CertAccord© Enterprise extends certificate enrollment, renewal and trust of your PKI Certificate Authorit to computers running Linux, MacOS, and UNIX. It automates the trust, enrollment and renewal of X.509 certificates. CertAccord eliminates the manual process of requesting, installing, and renewing certificates which provides you with reduced IT labor costs, reduced errors, elimination of missed renewals and improved security through consistent policy implementation.
Certificates can be automatically created by registered computers from the CertAccord Enterprise Management Console. Alternatively the computer administrator of an end-node can request a certificate using a simple command line interface (CLI) without knowing how to create a keypair, generate a certificate request or know how to translate difficult to understand enrollment templates, formats and attribute requirements.
CertAccord Enterprise quickly and easily integrates into existing Microsoft ADCS based PKI Certificate Authorities. Almost no changes are needed in Active Directory to support the on-premise CertAccord Enterprise Server with your CA and Active Directory.

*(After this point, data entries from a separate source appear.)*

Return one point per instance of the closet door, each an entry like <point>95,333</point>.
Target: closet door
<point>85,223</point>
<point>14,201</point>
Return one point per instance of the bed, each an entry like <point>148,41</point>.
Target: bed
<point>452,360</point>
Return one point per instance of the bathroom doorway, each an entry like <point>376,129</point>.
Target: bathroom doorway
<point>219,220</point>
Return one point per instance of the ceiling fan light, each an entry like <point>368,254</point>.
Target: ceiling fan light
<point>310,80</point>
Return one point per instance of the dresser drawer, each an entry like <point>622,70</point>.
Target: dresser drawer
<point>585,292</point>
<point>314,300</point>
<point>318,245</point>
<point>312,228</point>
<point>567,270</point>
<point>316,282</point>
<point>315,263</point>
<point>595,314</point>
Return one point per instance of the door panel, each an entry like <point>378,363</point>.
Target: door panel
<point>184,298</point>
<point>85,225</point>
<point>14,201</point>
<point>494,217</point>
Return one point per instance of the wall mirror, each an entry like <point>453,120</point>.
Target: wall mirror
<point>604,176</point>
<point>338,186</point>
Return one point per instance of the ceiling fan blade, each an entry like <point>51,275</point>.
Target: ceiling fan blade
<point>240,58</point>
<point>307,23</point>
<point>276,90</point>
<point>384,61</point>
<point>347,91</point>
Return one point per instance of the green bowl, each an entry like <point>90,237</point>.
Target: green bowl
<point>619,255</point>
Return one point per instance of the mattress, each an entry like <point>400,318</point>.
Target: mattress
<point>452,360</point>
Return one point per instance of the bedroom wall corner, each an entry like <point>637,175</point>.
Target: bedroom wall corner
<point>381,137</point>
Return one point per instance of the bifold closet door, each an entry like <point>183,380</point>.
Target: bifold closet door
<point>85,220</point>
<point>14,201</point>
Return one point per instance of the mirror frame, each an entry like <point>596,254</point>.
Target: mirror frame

Installation is quick and easy!
Major public/hosted Certificate Authority providers like GlobalSign are supported. You can have use GlobalSign exclusively for Certificates or you can simultaneously support both GlobalSign and Microsoft ADCS.
Automates Certificate creation and installation
Create enrollment policies and automate client enrollment from the CertAccord Web Management Console
Request certificates via simple command line on end-nodes without being a PKI genius
Automatically renew and install certificates without human intervention
Easily installs into existing Microsoft ADCS environments in minutes
Integrates with GlobalSign Certificate Authority exclusively or mixed with Microsoft ADCS
Web based Management Console works with Chrome, Firefox, Internet Explorer, and Safari.
CertAccord Enterprise consists of a Server and an Agent component. The Server communicates with one or more Certificate Authority (CA) products such as Microsoft ADCS using native APIs. Agent software is installed on each end-node device (e.g. Web Servers, Application Servers, etc) on which certificates will be installed and managed.
CertAccord Enterprise Server
The Server runs on Microsoft Windows Server 2012 and is typically installed on-premise on a physical or virtual machine (VM) guest.
The Server consists of three sub-components:
CertAccord Enterprise Agent
The end-node computer running the CertAccord Agent communicate with a CertAccord Server using a REST API. The Agents never communicate directly with any CA or any other Microsoft infrastructure service. This greatly simplifies the installation of CertAccord since you do not have to create or manage the end-nodes in Active Directory.
The Agent has a “daemon” or “service” process which starts automatically at system boot. The Agent daemon is responsible for checking in with a Server to look for updated policy and configurations. It is also responsible for checking and performing automatic renewals of certificates.
An IT System Administrator (admin) can also run the Agent’s Command Line Interface (CLI) to quickly and simply request a new certificate or perform other tasks. Certificate creation is as simple as running:
cmbagent cert create purpose=webserver
The Agent automates the generation of a local private key using policy data obtained from a Server. It generates a CSR and signs it, then sends the CSR to a Server and waits for a response. Once the response is received, the new certificate is stored on the local file-system.